With interest we read the article of Alessandrini et al. “Noninvasive monitoring of glioma growth in the mouse” recently published in the Journal of Cancer (4), in which they evaluated secreted Gaussia luciferase (Gluc), as a reporter to monitor glioma tumour burden directly from the blood. Gluc is naturally secreted by cells, does not require ATP for its activity and despite its fast ‘flash’ kinetics the initial activity is 100–1,000 fold more sensitive compared to other luciferases. Although Gluc has been used as a tumour biomarker, correlations between Gluc expression levels in blood and tumour burden have been lacking so far. For immune incompetent Nod/Scid mice bearing the human L0306 glioma, exponential Gluc curves were derived which correlated at several time-points with the estimated tumour size determined after excision, irrespective of the tumour location. In contrast, in an immune competent Balb/c mice model bearing HCG (vIII) intracranial gliomas, there was no consistent relationship between Gluc in the blood and intracranial tumour growth attributed to the presence Gluc neutralizing antibodies in these animals. Whether there was an enhanced immune response against these isogenic tumours was not reported. Direct correlations of blood and tumour Gluc in vivo or ex vivo were not conducted which would be informative to address this point further and understand the benefits and limitations of Gluc as a reporter. Taken together the Gluc blood assay does appear suitable in immune competent animals bearing isogenic orthotopic tumours.

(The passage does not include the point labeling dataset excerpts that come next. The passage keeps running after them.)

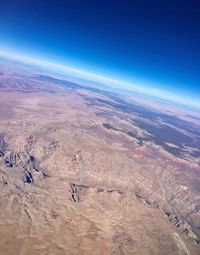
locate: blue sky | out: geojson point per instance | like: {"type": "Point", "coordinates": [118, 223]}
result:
{"type": "Point", "coordinates": [154, 44]}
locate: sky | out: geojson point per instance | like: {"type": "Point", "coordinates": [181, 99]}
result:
{"type": "Point", "coordinates": [155, 44]}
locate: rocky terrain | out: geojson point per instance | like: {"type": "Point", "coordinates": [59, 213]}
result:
{"type": "Point", "coordinates": [84, 170]}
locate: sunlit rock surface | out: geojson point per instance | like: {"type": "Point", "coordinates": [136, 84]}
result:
{"type": "Point", "coordinates": [85, 170]}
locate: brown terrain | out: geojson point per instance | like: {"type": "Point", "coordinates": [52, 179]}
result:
{"type": "Point", "coordinates": [84, 170]}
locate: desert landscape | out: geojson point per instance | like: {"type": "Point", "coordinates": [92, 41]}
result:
{"type": "Point", "coordinates": [85, 170]}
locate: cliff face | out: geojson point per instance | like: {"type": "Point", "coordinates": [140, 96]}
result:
{"type": "Point", "coordinates": [81, 174]}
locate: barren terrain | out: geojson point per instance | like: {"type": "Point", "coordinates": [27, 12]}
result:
{"type": "Point", "coordinates": [84, 170]}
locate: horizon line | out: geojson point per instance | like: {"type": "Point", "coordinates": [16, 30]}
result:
{"type": "Point", "coordinates": [66, 70]}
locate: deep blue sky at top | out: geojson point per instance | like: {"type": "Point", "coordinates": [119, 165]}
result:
{"type": "Point", "coordinates": [152, 41]}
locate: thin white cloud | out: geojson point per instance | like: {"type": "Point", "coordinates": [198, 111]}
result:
{"type": "Point", "coordinates": [159, 93]}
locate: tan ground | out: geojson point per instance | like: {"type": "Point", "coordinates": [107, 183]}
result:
{"type": "Point", "coordinates": [93, 190]}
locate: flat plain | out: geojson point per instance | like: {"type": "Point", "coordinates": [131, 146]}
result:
{"type": "Point", "coordinates": [87, 170]}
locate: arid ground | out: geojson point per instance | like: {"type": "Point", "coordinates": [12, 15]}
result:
{"type": "Point", "coordinates": [88, 170]}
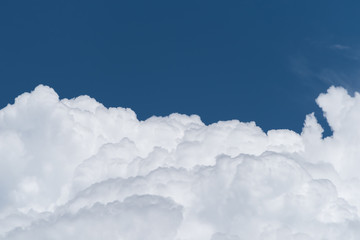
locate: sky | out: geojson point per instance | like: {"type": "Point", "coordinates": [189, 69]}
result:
{"type": "Point", "coordinates": [179, 120]}
{"type": "Point", "coordinates": [252, 60]}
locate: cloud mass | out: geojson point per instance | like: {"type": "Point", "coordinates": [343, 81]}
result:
{"type": "Point", "coordinates": [74, 169]}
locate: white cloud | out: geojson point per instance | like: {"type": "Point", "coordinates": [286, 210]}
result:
{"type": "Point", "coordinates": [73, 169]}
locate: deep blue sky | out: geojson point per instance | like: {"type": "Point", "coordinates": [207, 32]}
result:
{"type": "Point", "coordinates": [247, 59]}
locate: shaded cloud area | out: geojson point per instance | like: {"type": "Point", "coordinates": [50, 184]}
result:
{"type": "Point", "coordinates": [73, 169]}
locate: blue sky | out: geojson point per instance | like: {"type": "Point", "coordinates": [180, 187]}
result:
{"type": "Point", "coordinates": [264, 61]}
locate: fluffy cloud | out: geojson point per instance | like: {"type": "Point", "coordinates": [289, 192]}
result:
{"type": "Point", "coordinates": [73, 169]}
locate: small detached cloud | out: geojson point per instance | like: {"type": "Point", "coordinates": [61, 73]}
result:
{"type": "Point", "coordinates": [74, 169]}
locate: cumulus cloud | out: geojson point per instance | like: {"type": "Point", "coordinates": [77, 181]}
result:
{"type": "Point", "coordinates": [74, 169]}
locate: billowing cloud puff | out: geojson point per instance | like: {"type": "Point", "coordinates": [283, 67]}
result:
{"type": "Point", "coordinates": [73, 169]}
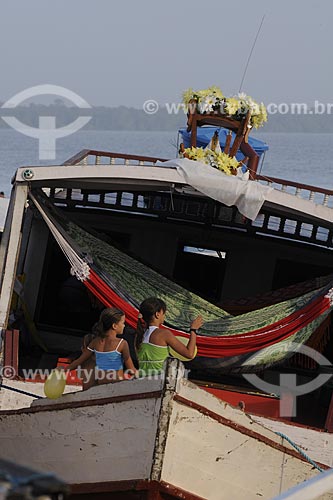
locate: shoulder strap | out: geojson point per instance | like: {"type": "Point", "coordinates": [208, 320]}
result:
{"type": "Point", "coordinates": [119, 344]}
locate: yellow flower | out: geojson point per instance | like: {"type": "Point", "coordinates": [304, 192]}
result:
{"type": "Point", "coordinates": [188, 95]}
{"type": "Point", "coordinates": [232, 105]}
{"type": "Point", "coordinates": [221, 161]}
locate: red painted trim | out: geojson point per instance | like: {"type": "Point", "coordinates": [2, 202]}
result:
{"type": "Point", "coordinates": [133, 485]}
{"type": "Point", "coordinates": [104, 487]}
{"type": "Point", "coordinates": [242, 429]}
{"type": "Point", "coordinates": [82, 404]}
{"type": "Point", "coordinates": [329, 418]}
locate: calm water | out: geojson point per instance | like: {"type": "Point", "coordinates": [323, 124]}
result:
{"type": "Point", "coordinates": [305, 158]}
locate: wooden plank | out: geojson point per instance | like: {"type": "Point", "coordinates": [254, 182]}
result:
{"type": "Point", "coordinates": [12, 251]}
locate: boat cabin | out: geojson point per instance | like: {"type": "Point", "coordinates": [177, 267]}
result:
{"type": "Point", "coordinates": [149, 212]}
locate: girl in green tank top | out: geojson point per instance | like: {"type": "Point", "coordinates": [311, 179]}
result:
{"type": "Point", "coordinates": [153, 342]}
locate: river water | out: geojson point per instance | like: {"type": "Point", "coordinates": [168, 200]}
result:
{"type": "Point", "coordinates": [302, 157]}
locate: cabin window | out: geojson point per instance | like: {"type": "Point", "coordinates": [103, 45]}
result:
{"type": "Point", "coordinates": [201, 270]}
{"type": "Point", "coordinates": [290, 272]}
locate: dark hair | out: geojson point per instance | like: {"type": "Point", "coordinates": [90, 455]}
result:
{"type": "Point", "coordinates": [147, 309]}
{"type": "Point", "coordinates": [107, 319]}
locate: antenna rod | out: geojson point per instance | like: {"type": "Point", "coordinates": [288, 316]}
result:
{"type": "Point", "coordinates": [248, 59]}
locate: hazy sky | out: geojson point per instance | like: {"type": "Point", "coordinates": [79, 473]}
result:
{"type": "Point", "coordinates": [128, 51]}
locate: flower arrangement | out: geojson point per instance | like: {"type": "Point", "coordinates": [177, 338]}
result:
{"type": "Point", "coordinates": [215, 159]}
{"type": "Point", "coordinates": [212, 100]}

Non-invasive tumour growth monitoring using the most relevant model remains to be done with imaging modalities as described above. BLI is a cheap, fast and sensitive non-invasive imaging modality well suited for treatment response monitoring because it provides functional information on tumour growth in a quantitative spatial and temporal manner. Anatomical information can be obtained using contrast-enhanced (CE)-CT, MRI or US from which MRI is probably the most commonly used modality. Small animal radiotherapy platforms, relying on CT information rather than MRI, are increasingly used in preclinical research (5). Therefore, several teams, including ours, have investigated the complementary use of CE-CT and BLI in context of radiotherapy combination treatments (6-10) and observed high correlations between both imaging modalities. CE-CT is suitable for longitudinal monitoring and accurate delineation of intracranial tumours, especially important when using patient-derived non-luciferase expressing xenograft models. However, repeated—daily or multiple times per week for several weeks—use of CE-CT should be avoided because of the cumulative radiation dose to healthy tissues (5,11). Both imaging modalities can complement each other using BLI to frequently monitor tumour progression and treatment response and CE-CT for tumour delineation essential for radiotherapy treatment planning and dose calculations (10,12-14).

The results from Alessandrini et al., indicate that secreted Gluc expands the toolbox for preclinical non-invasive imaging of tumours, however caution is warranted when using immune competent models. Gluc pre-immunization may potentially overcome some of these limitations. Furthermore, expanding these results to additional tumour models and comparing Gluc directly to BLI will shed light on the future applicability of secreted Gluc proteins as biomarkers for tumour growth and response.

Acknowledgments

Funding: None.

Footnote

Provenance and Peer Review: This article was commissioned and reviewed by the Section Editor Ning Huang (Department of Neurosurgery, The Second Affiliated Hospital of Chongqing Medical University, Chongqing, China).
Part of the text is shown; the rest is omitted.